Silence is not always passive. Silence can be active, a choice, sometimes the only choice – but still a choice.
It can be easier not to answer the “Are you okay?”s, the “What’s wrong?”s, the “What are you thinking?”s. Not answering, or non-committal answers. A nod. A shrug. A reassurance.
– Nothing. It’s nothing.
Polite inquiries turned away. Ensuring there was distance. Face on. The clown. The student. The lover. The husband. The colleague. The teacher. Whichever mask fitted. It was never nothing though.
Odd things trigger. Normal things. Banal. It’s the normality that makes it hard.
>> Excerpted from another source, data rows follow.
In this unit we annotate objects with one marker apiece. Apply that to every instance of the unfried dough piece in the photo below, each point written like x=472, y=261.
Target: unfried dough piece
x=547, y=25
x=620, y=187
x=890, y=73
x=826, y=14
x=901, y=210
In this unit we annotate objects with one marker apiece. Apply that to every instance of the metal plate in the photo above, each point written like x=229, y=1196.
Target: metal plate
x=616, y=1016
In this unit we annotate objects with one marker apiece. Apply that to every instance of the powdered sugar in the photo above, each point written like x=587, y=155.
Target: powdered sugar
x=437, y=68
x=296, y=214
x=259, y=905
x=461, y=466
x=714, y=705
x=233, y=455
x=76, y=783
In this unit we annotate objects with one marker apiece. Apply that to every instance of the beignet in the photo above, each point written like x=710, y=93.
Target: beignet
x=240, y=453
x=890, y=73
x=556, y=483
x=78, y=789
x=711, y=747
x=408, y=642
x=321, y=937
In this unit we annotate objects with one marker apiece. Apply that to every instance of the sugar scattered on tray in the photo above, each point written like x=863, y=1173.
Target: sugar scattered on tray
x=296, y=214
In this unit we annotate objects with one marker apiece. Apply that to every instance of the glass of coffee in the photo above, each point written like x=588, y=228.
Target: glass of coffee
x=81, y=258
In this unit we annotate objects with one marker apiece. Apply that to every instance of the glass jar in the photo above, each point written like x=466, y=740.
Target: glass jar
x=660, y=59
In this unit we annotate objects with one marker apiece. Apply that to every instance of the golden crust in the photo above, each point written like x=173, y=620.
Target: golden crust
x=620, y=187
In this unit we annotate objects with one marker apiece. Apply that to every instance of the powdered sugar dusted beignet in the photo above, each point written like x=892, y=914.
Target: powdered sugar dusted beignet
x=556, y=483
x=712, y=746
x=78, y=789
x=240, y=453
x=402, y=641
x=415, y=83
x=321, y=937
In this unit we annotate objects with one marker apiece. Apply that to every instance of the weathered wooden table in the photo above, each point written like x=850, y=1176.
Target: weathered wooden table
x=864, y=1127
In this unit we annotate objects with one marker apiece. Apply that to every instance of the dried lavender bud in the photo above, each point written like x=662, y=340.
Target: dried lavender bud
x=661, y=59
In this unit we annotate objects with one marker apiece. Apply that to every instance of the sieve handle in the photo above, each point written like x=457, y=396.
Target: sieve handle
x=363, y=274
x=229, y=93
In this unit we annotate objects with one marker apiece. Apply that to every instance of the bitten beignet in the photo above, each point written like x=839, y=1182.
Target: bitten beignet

A Christmas tree decorated with baubles. You’re transported. Back there. In the old sandstone house. Grey outside. The air heavy. The street had been taped off. To get in to the street you’d had to talk to someone in uniform, make sure you were family. You walked into the square, where the park was, where you played. But you don’t remember seeing the roundabout, or the swings. No. Instead, rows and rows of luggage. In the park where we used to play. Saturdays. Summer holidays. In the park, luggage. Belongings. Personal effects. It was in neat lines. All ordered. From the gardens, from the house in the corner that had been demolished. You’d walked past. Noticing. Not noticing. Trying not to stare. Trying not to notice.
We got in the house. Not the normal way. We had to avoid the back. We usually went in the back door. It was always open. The front door was for special. The front door was for the insurance man, for formalities. We only went in the front door once.
And when we got in the living room there was the tree. Still up. A gesture. The fairy that usually sat on top, the doll, there every year, every Christmas when we visited, it had gone. The fairy had gone. Later, I learned my uncle had torn it off, after he’d been out the day before, after he’d seen the tree at the bottom of the garden, the tree behind the shed, the tree they pictured in Time magazine. That tree. But in the living room, balanced on the furniture in front of the window, a Christmas tree, decorated, obscuring the view, but behind it on either side, behind it you could see the park, the park that was no longer a park – the park that was a storage area, catalogued, protected. And while you look at the tree more and more is added. Things are brought out from what had been the house in the corner, brought out and added in line.
Christmas trees. That sight of Christmas trees with baubles, with lights, and you’re there. Back there.
Of course there’s not just that. Last week as you walked to the train station the air was heavy, the sky grey. You’re wearing a hat, a scarf part wrapped round your neck, keeping you warm. The old farmhouse at the end of the street had its fire on. And the stench of smoke hung close to the ground, filling each hollow, each dip in the road.
You could smell the air. Long after, it lingered. Fuel. Oil. Smoke. The remnants of those fires that rained on the town.
People only rarely talk about the smell. When the stories are told again, the anniversary tributes, there’s mention of the crater, the rows of luggage, the cockpit, the ice rink forming a temporary mortuary. But rarely the smell. Even going up two days later it was the smell you noticed. It was the first thing your mum mentioned when she got back that night, when the medical staff were turned back because no one was needed, because no one was injured, because no one had survived the crash.
The stench combed your nostrils. You can still smell it now. And it carries with it what you saw.
The kitchen curtains were shut. This was not normal. They were closed. And the back door was closed. And it was dark in the kitchen, that grey sky outside casting little light.
You’re aware of the goings in and out at the corner. The vans that pulled up, and left. Silent. Another taken into the back with appropriate reverence. Van after van. A seemingly endless cycle of vans.
You twitch at the curtains to see, open the door. Smell the smoke. Smell the fuel. Combing your nostrils. Hitting the back of your throat.
And you see the tree at the bottom of the garden, catch sight of the hillside behind the houses at the back of your granny’s. You catch sight of marker after marker on the hill. Sheet after sheet.
In the upper window of the house to the rear you see the seat. In the bedroom window, still there. A seat. And you see the arm. Lolling to the side.
Your stomach knots. The smell combs your nostrils.
Your stomach still knots. The bile rises. You still feel nauseous.
It never leaves you. It’s never completely out of mind.
And some days it’s harder than others.